Mary Gaitskill on Damage and Defiance


I don’t know how unusual she is in being able to choose. I doubt there is any data on that. Certainly, a lot of women are coerced, and also there’s a more subtle thing that can happen, where someone might go into it thinking it’s temporary and get drawn in deeper than she intended. But I do think that a lot of women were/are like my character, especially in a city like New York, which is so expensive and so anonymous and, at least in the eighties, so hypersexual and open to whatever. She has an advantage in that there’s something else she may succeed at and eventually does; if she hadn’t, the outcome might have been different.

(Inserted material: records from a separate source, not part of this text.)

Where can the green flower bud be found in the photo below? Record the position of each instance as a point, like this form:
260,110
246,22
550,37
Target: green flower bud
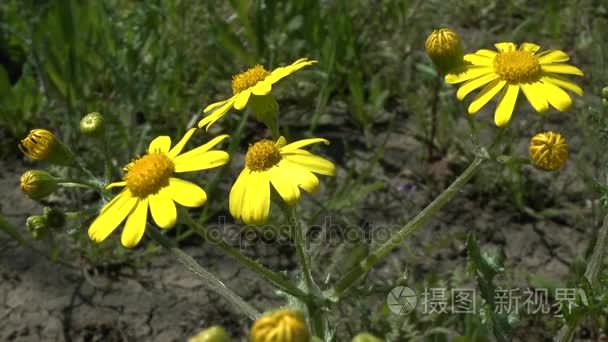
41,144
92,124
366,337
37,184
213,334
266,110
445,50
55,218
37,226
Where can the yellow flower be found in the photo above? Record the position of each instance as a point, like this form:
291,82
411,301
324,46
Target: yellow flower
149,182
287,167
548,151
444,48
254,83
283,325
41,144
511,69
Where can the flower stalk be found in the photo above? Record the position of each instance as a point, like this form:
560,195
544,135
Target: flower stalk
412,226
210,280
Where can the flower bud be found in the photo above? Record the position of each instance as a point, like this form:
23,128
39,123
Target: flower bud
548,151
92,124
41,144
366,337
445,50
37,226
284,325
213,334
37,184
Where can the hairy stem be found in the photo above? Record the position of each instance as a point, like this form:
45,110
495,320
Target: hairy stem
210,280
274,278
416,223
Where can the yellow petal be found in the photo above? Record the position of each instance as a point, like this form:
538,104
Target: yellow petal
480,60
558,98
466,73
257,198
281,72
560,68
160,145
506,105
283,182
241,99
135,226
203,161
564,83
116,184
302,143
530,47
185,193
474,84
237,195
552,56
261,88
535,94
112,215
216,115
504,47
177,149
163,209
201,149
486,95
486,53
217,104
302,177
313,163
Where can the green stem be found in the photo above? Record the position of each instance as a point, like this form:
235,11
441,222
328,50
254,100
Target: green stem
315,312
275,279
208,278
592,274
412,226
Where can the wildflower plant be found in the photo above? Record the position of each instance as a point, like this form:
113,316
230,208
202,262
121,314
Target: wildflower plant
276,172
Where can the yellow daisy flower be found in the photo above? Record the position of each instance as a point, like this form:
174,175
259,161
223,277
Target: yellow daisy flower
149,183
251,85
511,69
286,166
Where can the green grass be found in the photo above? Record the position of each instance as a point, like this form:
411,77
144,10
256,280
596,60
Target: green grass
150,67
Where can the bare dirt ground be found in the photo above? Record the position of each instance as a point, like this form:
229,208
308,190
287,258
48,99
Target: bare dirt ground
42,301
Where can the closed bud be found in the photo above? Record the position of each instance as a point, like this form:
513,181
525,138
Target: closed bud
37,184
92,124
37,226
548,151
445,49
213,334
283,325
42,145
366,337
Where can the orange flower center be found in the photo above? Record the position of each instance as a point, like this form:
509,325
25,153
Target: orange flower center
148,174
248,78
517,67
262,155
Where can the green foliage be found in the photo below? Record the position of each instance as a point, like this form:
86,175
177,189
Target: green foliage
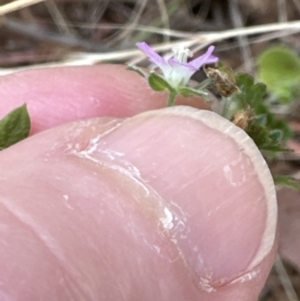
14,127
158,83
268,132
279,69
286,181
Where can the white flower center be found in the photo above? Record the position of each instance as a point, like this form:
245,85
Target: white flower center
182,53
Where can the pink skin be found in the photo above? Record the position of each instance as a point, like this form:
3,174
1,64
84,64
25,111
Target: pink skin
155,206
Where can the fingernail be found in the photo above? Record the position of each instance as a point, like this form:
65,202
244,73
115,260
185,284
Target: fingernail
218,193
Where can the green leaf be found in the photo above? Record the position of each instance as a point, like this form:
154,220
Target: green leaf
14,127
158,83
286,181
279,69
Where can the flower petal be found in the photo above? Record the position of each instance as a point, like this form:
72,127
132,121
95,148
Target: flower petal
206,58
154,57
180,73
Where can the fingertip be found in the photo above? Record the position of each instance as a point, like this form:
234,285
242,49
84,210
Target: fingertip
58,95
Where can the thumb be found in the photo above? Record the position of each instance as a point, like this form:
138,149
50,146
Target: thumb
174,204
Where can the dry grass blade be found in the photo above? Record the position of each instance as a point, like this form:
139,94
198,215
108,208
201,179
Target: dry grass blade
16,5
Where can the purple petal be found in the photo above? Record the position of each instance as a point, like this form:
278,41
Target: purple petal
154,57
183,72
206,58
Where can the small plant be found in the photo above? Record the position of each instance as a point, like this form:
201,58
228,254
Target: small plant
243,100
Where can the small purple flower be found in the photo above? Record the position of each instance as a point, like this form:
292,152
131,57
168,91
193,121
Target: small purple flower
176,70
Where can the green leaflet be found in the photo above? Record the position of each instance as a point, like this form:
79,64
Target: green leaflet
279,69
14,127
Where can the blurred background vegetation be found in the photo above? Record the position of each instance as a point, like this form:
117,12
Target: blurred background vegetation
259,37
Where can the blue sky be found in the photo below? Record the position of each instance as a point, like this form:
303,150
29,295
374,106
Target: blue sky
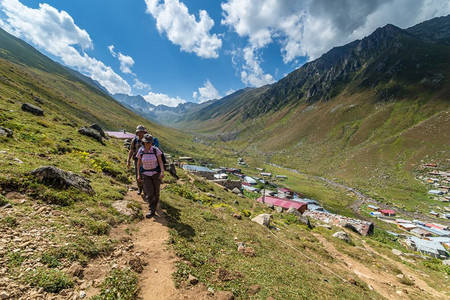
173,51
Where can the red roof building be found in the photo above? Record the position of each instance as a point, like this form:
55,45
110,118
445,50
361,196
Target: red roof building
121,134
387,212
431,225
284,203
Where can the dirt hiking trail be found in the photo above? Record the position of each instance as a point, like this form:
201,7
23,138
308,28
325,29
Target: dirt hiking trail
149,239
385,284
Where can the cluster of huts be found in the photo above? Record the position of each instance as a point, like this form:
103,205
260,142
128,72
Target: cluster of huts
281,198
438,181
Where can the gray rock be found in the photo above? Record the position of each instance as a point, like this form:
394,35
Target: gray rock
192,280
293,211
76,270
125,208
32,109
6,132
343,236
62,179
91,133
263,219
99,129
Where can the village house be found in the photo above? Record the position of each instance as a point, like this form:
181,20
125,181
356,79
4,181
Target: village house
373,207
375,214
285,193
200,171
431,248
284,203
387,212
420,232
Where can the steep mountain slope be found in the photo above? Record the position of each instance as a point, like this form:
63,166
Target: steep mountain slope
368,113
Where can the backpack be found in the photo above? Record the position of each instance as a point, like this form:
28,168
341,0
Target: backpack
136,145
157,169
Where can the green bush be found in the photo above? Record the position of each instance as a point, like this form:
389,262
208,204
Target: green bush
120,285
51,280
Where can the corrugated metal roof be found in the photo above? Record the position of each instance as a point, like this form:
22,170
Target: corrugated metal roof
121,134
193,168
430,247
282,202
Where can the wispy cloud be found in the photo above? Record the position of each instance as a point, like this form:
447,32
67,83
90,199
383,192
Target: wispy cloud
206,92
56,33
182,28
157,99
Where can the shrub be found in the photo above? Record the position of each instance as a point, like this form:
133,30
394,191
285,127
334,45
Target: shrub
50,280
119,284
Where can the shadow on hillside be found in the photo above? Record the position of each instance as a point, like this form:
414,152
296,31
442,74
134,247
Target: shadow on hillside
173,218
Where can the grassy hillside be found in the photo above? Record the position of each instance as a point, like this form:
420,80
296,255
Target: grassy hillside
384,111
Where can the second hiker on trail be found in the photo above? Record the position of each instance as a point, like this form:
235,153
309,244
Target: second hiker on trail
136,144
151,171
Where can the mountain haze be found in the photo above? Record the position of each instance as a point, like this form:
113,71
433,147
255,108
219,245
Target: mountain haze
368,112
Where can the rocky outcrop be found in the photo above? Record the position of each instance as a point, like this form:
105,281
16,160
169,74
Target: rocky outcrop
58,178
91,133
362,227
343,236
32,109
99,129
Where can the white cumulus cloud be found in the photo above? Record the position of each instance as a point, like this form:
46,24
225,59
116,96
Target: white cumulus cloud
126,62
140,85
182,28
56,32
206,92
310,28
252,73
157,99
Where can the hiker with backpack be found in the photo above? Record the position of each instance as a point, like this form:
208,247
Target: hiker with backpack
151,171
136,144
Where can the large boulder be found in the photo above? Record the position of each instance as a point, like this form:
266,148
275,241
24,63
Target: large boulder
6,132
63,179
91,133
293,211
99,129
263,219
32,109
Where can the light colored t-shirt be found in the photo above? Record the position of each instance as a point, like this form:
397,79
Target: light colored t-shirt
149,159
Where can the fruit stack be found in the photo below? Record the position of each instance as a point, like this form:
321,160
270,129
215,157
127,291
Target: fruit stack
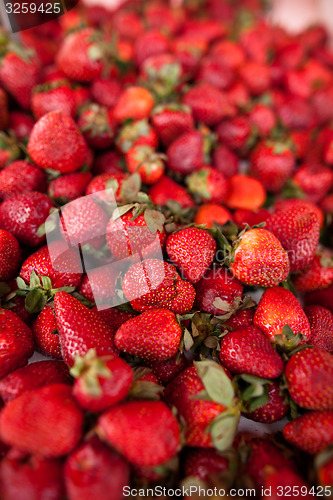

But, to address the “defiance” idea, I don’t think that is the reason she does it; she really is compelled by economic need, albeit sporadically so. She can’t pay her rent with what she’s making as an editorial assistant (this is realistic, or was in the eighties), and she’s been fired from a long list of part-time jobs. The element of defiance adds a certain semi-appealing flavor to the choice. It’s hard to describe exactly what I mean by this. I even hesitated to include those thoughts in the story, because they are shorthand for something pretty complicated and deep, even if the character expresses it in a way that sounds trivial. I remember this feeling being very much in the air in the eighties—not in relation to prostitution, in particular, but when it came to rejecting, or at least disrespecting, the received ideas about sexual morality. It would have been very natural for a generation coming of age during the Playboy (magazine) era to question society’s view of prostitution. My father was a very, very straitlaced person, and yet he had a subscription to that magazine, in which prostitutes were regularly portrayed as (1) stupid and degraded; (2) beautiful and adored; and (3) desirable in either case. This is a very confusing message for a girl to absorb, and one that was reflected in other aspects of culture, too, if less starkly. It was a contradiction that lent itself to a kind of romance and curiosity: Why are these women so desired yet so despised, so powerful yet polluted and pitiable? How are they different from other women? Or are they? You can see that fascination and romance in the prostitute characters of Dostoyevsky, Dickens, and Zola, not to mention countless fifties paperback potboilers. (My dad had tons of those, too.) Even in the Bible, whores show up as ambivalent figures. So, yeah, my character would have absorbed all of that.

The driver has been violent toward women in the past and has regrets about that. The woman regrets having hurt the feelings of a john who wanted to ask her out. They both seem more haunted by the damage they’ve done to others than they are by their own damage. Why do you think that is? Is it survivor’s guilt?

She’s focussed on this memory because it has naturally come up: the taxi-driver reminds her of a very dramatic instance in which an action of hers had consequences for others. She considers her effect on the man to have been deeper than what we usually mean by “hurt feelings”—she takes it seriously, precisely because of her own experience of damage. If her driver that night had reminded her of someone who had hurt her, she would likely have had a lot of feelings about that as well. As for the driver, I think he is haunted by damage to himself: he’s still hurt that his dad called him Lumpy McFatface! He feels ill-treated by his wife and his son, and by women generally, as his dream shows. He basically feels unloved, and perhaps he actually is. However, he’s also, in some murky way, aware that the damage he’s inflicted—abusing his wife, emotionally injuring his son, terrorizing a random woman—is much worse than what was done to him. He feels it so painfully that he can tolerate real remorse only in connection with his dreams. Also, both characters are well into the second half of their lives. I think it’s natural at that point to reckon with your own regrets.